Counting the bits set: better adding bits in groups

Better adding bit groups

This is a hacky improvement over the previous adding bits in groups algoritm.

1
2
3
4
5
6
7
8
int count_bits_5(unsigned int x) {
  x -= (x >> 1) & 0x55555555; // 5 is 0101 in binary
  x = (x & 0x33333333) + ((x >> 2) & 0x33333333); // 3 is 0011 in binary
  x = (x + (x >> 4)) & 0x0f0f0f0f;
  x *= 0x1010101; // magic multiplier
  x >>= 24;
  return x;
}

Explanation

The first line masking with 01010101... is a bit different in that it uses substraction to avoid one additional masking. It works when you look at all the possible combinations for a group of two bits.

At this point the group length is 2 and the max value in each group is 10.

The second line masking with 00110011... is same as for the basic adding bits in groups example.

At this point the group length is 4 and the max value in each group is 0100.

The third line masking with 00001111... is a bit different. It uses the fact that the addition fits in the lower half of the group, and the undesired higher half can be masked at the end, saving one masking operation.

At this point the group length is 8 and the max value in each group is 00001000, first 4 bits zero followed by at most 4 bits not zero.
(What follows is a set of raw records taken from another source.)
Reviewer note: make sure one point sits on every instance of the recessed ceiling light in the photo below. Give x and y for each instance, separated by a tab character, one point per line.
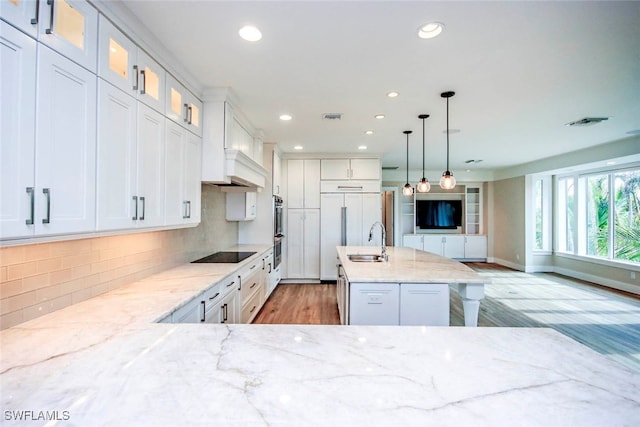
250	33
430	30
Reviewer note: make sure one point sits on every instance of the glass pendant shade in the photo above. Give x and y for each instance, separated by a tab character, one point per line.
447	181
423	185
407	190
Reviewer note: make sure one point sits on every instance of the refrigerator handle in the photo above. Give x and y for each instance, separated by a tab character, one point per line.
343	226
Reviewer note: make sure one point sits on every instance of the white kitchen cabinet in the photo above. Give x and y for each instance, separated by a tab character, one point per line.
131	145
182	106
303	183
241	206
303	243
21	13
123	64
276	174
475	247
182	176
65	146
356	169
17	130
70	27
374	303
424	304
361	211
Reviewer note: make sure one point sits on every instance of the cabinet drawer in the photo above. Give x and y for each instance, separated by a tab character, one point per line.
250	309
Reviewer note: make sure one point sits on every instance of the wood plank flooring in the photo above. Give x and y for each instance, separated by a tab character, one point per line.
606	321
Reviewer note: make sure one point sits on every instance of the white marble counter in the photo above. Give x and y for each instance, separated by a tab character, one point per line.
103	362
406	265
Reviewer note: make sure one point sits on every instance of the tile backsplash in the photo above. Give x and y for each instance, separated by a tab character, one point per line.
37	279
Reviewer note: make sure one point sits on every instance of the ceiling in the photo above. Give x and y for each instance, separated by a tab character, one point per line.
520	70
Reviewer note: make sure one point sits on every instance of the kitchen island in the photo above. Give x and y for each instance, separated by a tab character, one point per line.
426	276
106	362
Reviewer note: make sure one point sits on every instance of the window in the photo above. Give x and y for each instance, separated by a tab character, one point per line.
603	216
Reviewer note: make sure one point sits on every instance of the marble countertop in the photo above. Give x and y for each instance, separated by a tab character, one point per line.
104	362
406	265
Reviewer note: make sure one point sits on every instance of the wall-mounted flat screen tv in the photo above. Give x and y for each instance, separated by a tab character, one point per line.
438	214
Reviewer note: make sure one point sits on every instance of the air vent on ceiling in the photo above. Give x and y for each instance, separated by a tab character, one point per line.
332	116
587	121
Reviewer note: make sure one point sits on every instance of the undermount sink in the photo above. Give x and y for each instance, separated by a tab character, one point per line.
365	258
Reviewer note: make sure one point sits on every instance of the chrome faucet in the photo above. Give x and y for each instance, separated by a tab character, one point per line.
383	254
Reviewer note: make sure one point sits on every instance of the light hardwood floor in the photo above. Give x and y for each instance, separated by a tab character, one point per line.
604	320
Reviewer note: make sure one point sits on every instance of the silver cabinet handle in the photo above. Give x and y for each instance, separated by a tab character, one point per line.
144	205
47	194
144	83
135	202
53	8
35	19
135	72
31	192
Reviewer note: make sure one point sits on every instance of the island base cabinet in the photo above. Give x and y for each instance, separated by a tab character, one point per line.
374	303
424	304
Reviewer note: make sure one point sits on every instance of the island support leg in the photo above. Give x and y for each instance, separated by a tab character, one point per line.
471	294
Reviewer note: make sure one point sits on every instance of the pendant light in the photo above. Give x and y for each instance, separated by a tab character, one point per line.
423	186
407	190
447	181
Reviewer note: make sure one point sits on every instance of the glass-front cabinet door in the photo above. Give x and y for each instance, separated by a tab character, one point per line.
21	13
122	63
70	27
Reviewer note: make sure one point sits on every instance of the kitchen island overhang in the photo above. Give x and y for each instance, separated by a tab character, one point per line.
408	265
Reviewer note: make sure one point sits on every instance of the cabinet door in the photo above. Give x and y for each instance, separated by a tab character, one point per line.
475	247
151	165
70	27
176	142
117	134
424	304
331	226
295	184
22	14
433	244
65	145
414	242
295	243
374	304
454	247
371	212
193	179
353	202
365	169
117	58
334	169
312	243
17	131
151	85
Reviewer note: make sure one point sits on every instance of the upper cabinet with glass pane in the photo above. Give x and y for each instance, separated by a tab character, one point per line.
183	107
123	64
71	28
22	14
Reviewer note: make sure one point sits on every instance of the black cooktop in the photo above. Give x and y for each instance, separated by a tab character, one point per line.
225	257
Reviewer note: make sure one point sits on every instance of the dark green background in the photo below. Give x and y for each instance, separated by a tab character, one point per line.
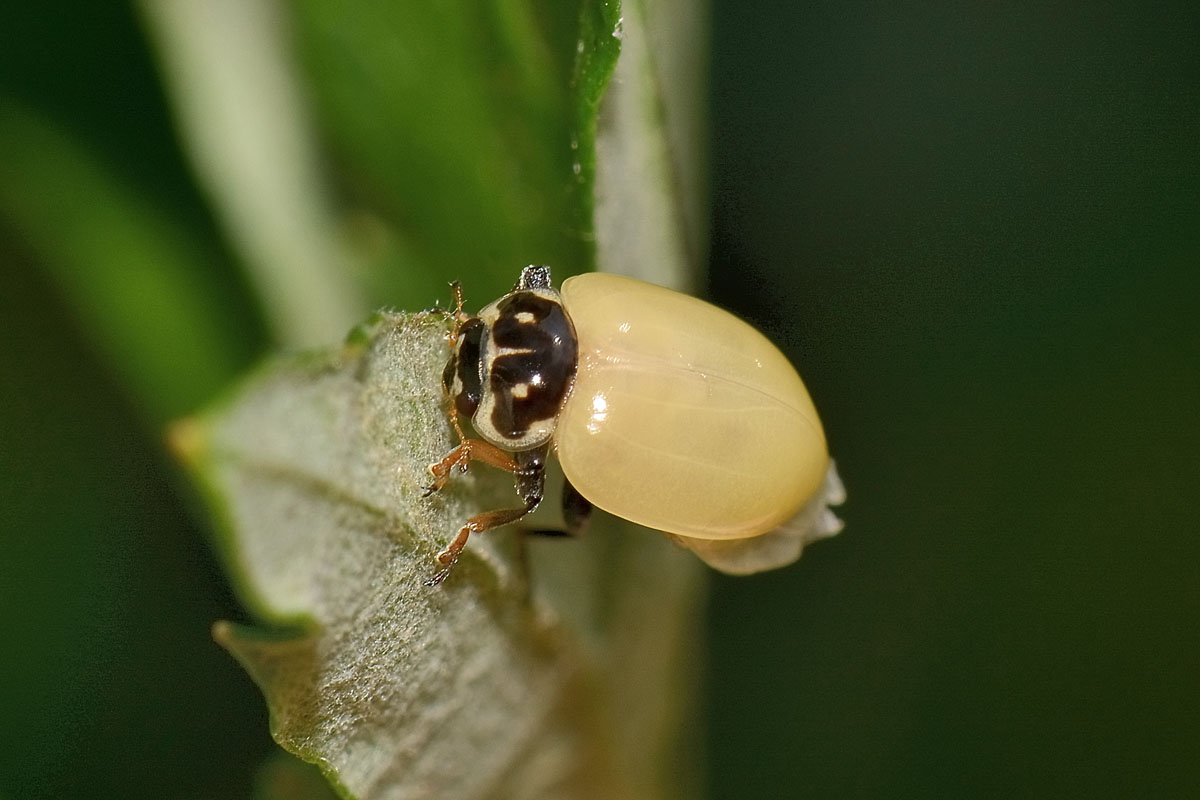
978	235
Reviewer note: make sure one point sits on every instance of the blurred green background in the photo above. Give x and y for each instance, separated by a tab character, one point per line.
978	235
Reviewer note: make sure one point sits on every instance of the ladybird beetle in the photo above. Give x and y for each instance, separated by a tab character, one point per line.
661	409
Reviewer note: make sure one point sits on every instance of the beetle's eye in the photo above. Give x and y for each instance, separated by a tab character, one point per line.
462	376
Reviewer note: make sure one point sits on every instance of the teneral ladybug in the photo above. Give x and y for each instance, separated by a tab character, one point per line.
661	409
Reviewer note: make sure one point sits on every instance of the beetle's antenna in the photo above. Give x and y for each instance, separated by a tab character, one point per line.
534	277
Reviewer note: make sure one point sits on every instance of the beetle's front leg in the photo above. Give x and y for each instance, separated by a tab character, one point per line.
528	467
468	450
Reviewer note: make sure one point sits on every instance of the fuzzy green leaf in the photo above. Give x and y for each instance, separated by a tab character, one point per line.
480	687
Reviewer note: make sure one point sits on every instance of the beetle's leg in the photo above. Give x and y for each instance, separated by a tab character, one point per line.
529	468
468	450
477	524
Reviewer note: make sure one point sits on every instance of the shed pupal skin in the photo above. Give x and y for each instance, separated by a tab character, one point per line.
663	409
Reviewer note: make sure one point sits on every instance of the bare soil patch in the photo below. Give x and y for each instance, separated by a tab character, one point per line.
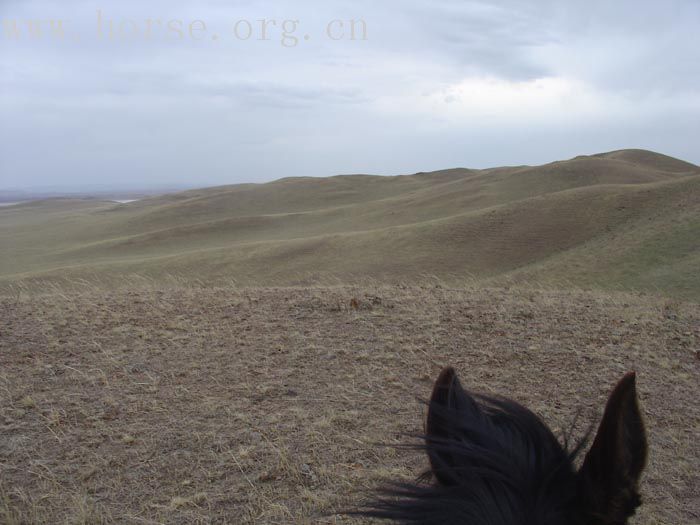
267	405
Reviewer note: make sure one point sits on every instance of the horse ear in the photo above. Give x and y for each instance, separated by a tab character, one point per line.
609	476
449	403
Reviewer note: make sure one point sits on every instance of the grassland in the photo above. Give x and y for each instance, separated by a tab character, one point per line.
230	405
626	220
255	353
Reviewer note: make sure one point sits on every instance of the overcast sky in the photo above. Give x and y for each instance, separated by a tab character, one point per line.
435	84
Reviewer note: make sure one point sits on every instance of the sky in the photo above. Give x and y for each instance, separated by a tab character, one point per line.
137	95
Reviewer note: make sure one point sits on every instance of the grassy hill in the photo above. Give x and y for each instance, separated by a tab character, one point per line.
627	219
249	406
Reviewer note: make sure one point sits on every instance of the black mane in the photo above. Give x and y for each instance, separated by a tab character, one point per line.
494	462
511	470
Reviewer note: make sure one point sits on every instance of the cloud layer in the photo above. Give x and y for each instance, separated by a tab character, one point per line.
435	84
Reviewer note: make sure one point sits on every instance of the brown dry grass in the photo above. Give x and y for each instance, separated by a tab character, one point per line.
265	405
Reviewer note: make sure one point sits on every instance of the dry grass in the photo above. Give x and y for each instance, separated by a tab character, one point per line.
626	220
266	405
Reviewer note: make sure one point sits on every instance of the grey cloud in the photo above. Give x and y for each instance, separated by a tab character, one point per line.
204	113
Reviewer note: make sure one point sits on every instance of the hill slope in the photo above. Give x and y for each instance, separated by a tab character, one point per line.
628	219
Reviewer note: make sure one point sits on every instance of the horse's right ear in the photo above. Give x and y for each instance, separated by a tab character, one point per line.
609	476
450	407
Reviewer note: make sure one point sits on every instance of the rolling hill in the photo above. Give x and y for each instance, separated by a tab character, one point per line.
627	219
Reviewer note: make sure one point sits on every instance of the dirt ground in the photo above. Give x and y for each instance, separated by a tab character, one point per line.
276	405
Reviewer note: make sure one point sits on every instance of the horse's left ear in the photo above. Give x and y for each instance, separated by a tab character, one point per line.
450	409
609	476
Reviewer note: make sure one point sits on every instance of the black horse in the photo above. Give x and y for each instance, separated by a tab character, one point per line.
495	462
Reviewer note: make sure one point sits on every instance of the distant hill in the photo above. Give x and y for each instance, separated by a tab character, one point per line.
627	219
The multiplication with the magic number is what’s different. To explain it let’s look at the following multiplication where p, q, r, s are the (at most 4 bits) results from the step above. Multiplying two 32 bit numbers is a 64 bit result (two 32 numbers for the higher and lower part).

         0p0q0r0s *
         01010101
         --------
         0p0q0r0s
      0p 0q0r0s
    0p0q 0r0s
  0p0q0r 0s
-----------------
000pxxww vvuutt0s

The interesting result is vv in the lower part of the result, which just happens to be the sum of p, q, r and s. That can be obtained by shifting the lower part by 24.

References

Software Optimization Guide for the AMD64 Processors
8.6 Efficient Implementation of Population-Count Function in 32-Bit Mode
https://support.amd.com/TechDocs/25112.pdf